The controller 500 controls the electrification roller 521 and the diselectrification device 522 in such a manner that when the separation roller 30 is in the first position the separation belts 531 are diselectrified while when the separation roller 30 is in the second position the separation belts 531 are electrified. That is, when the separation roller 30 is in the first position so that the paper P is conveyed along the first conveyance path, like in the first embodiment, the outer surfaces of the separation belts 531 have adsorptivity which is lower than the adsorptivity of the outer surfaces of the conveyor belts 208. More specifically, the adsorptivity of the outer surfaces of the separation belts 531 is at such a level that the paper P is easily separated using no special member. When the separation roller 30 is in the second position so that the paper P is conveyed along the second or third conveyance path, the outer surfaces of the separation belts 531 have its adsorptivity toward the paper P improved by electrostatic force. The adsorptivity is lower than that of the outer surfaces of the conveyor belts 208, and at such a level that the paper P can be conveyed and separated using no special member.

Here, control performed by the controller 500 will be described. When the controller 500 receives a signal indicating a thickness of the paper P and whether double-side printing or single-side printing should be performed from a PC (personal computer) connected to the ink-jet printer 501 for example, the controller 500 controls respective parts of the printer in accordance with the signal.

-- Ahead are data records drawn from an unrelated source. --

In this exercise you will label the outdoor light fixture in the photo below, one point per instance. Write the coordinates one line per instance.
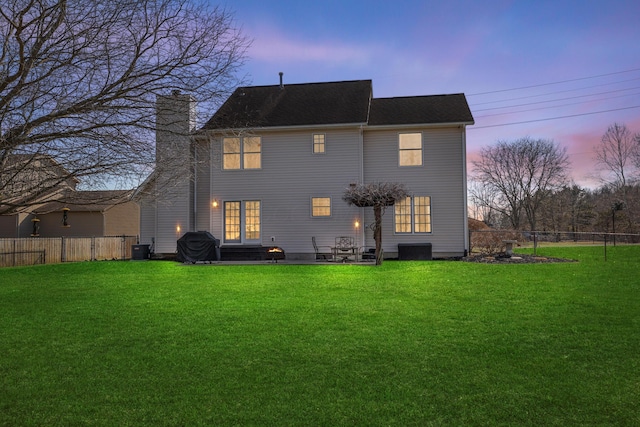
(65, 217)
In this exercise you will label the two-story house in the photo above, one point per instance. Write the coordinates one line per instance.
(270, 168)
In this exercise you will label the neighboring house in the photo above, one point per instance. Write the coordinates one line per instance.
(54, 208)
(271, 165)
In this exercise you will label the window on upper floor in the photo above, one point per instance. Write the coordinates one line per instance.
(413, 215)
(320, 206)
(242, 152)
(318, 143)
(410, 149)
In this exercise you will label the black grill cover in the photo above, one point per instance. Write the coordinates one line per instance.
(198, 246)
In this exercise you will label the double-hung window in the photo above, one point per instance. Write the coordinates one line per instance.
(413, 215)
(318, 143)
(410, 149)
(242, 221)
(242, 152)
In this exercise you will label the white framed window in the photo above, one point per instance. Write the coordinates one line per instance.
(410, 149)
(242, 152)
(319, 143)
(320, 206)
(413, 215)
(242, 221)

When a signal indicating that single-side printing should be performed on a paper P having a thickness not larger than a predetermined thickness is received, the controller 500 controls the solenoid 50 so as to bring the separation roller 30 into the second position. More specifically, in a case where the separation roller 30 is in the first position, the controller 500 extends the movable part of the solenoid 50 upward, and in a case where the separation roller 30 is in the second position, the controller 500 maintains such a state. Further, the controller 500 controls the electrification roller 521 so as to electrify the separation belts 531, and at the same time controls the respective parts of the printer in such a manner that the paper P is printed while being conveyed along the second conveyance path. A switching plate 540 is provided at a junction between guides 551 and 553 below a pair of rollers 51. At this time, the switching plate 540 is controlled by the controller 500 so as to take a position illustrated with a solid line in FIG. 6. The paper P which has moved from the conveyor belts 208 onto the separation belts 531 is conveyed while being supported on the outer surfaces of the separation belts 531 having adsorptivity due to electrostatic force, then further moved obliquely upward while being guided by the guide 551, and then pinched between the pair of rollers 51. Then, by rotation of one of the pair of rollers 51, the paper P is conveyed further upward while being guided by the guide 552. Then, while being pinched between the pair of double-feeding rollers 52, the paper P is discharged to the paper discharge unit 512.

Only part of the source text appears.